TigerFans: The Interface Impedance Mismatch — Auto-Batching

November 02, 2025 • 9 min read • by renerocksai

The most fascinating technical challenge in TigerFans

TL;DR

FastAPI’s request-oriented design + TigerBeetle = interface impedance mismatch. TigerBeetle processes up to 8,190 transfers per batch. We hoped the TigerBeetle Python client would batch operations internally, but with AsyncIO’s single-threaded event loop sending each await immediately, the client had no opportunity to collect concurrent operations. We were sending transfers one-by-one.

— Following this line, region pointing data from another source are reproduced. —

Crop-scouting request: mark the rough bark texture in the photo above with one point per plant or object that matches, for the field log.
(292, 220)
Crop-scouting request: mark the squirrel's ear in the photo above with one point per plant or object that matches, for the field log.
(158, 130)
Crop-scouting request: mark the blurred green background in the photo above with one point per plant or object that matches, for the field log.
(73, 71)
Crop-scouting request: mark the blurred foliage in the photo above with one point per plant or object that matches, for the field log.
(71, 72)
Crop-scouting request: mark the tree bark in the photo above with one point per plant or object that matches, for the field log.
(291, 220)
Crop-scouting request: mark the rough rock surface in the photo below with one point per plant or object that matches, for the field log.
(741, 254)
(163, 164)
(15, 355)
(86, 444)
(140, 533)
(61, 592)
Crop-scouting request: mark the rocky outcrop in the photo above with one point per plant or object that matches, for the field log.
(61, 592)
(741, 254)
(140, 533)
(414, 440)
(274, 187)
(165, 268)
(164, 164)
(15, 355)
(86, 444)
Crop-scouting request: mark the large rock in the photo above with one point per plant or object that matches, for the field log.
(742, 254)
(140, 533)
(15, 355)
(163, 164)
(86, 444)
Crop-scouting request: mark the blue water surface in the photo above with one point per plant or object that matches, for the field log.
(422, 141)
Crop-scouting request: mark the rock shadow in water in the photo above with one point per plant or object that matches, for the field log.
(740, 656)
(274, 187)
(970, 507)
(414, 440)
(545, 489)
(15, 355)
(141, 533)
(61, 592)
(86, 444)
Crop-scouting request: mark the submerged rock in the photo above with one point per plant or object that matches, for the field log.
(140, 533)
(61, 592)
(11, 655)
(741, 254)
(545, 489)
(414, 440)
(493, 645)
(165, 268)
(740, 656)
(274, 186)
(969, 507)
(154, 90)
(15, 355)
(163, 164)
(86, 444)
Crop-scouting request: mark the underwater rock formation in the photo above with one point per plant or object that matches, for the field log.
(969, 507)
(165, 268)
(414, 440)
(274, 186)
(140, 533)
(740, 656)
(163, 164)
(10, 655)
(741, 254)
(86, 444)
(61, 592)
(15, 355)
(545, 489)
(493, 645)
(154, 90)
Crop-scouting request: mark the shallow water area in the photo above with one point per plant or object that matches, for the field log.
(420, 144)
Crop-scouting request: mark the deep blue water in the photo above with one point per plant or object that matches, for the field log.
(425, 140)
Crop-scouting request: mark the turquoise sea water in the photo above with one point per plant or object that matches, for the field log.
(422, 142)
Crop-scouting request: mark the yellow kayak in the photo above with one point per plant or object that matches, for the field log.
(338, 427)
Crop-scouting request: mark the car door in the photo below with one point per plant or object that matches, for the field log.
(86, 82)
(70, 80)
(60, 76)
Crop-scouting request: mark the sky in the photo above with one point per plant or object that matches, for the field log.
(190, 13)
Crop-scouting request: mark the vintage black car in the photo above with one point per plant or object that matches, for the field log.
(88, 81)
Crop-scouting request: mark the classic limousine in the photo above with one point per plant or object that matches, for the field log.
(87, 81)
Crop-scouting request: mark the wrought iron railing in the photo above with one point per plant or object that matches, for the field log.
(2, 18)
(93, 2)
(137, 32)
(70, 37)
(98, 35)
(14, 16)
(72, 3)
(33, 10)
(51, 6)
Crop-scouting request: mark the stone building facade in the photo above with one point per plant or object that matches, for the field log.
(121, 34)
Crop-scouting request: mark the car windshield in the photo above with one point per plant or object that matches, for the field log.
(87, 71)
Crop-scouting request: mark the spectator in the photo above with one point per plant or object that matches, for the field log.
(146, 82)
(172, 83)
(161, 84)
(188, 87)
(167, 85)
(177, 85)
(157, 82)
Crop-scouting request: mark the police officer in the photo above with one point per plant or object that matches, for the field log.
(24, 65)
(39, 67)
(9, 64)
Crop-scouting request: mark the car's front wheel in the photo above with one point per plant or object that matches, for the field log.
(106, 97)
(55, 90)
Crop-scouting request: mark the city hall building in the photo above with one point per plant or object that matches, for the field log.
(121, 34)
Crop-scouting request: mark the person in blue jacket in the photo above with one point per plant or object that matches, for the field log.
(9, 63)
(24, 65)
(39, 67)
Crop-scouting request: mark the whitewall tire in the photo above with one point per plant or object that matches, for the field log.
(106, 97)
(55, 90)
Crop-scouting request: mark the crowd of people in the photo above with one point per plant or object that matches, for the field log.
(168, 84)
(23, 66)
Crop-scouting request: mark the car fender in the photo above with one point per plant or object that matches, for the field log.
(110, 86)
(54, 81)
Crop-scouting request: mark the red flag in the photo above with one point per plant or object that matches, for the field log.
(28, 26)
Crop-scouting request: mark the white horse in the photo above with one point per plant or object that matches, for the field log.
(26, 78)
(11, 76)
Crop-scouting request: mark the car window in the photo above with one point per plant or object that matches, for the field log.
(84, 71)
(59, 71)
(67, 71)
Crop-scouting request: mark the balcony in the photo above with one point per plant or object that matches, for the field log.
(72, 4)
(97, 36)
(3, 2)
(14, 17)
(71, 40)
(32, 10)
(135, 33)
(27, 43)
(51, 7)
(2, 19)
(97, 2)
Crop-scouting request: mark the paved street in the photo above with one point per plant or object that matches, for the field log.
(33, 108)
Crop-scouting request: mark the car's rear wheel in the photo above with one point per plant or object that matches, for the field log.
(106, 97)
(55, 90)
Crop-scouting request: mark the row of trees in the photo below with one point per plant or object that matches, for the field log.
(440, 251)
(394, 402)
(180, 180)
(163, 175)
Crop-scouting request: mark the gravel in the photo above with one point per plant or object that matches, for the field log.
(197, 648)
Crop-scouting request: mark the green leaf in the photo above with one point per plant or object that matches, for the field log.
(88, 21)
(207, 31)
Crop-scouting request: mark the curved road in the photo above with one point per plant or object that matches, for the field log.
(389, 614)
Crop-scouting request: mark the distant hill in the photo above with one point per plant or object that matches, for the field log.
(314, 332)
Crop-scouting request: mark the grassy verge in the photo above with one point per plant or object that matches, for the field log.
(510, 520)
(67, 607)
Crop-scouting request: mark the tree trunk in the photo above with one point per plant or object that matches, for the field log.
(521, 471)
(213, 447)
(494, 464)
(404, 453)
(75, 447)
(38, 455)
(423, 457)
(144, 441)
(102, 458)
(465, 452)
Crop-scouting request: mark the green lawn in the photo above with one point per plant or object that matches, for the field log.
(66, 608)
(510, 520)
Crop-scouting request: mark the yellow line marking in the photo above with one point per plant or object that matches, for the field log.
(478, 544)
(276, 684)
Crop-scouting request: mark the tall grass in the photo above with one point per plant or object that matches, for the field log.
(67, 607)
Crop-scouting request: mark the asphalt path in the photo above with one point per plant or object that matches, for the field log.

Solution: LiveBatcher queues requests while batches are in flight, continuously chaining batch processing.

Result: 5x better batch utilization (from 1-2 to 5-6 transfers/batch), reaching 977 ops/s. Note: The major throughput improvement came from hot/cold path separation (achieving ~900 ops/s). LiveBatcher optimized batch efficiency for the final 8% gain to 977 ops/s.

The Problem: Interface Impedance Mismatch

TigerBeetle is built for batching—processes up to 8,190 transfers per request with minimal overhead. Single batch operation is nearly as fast as a single transfer.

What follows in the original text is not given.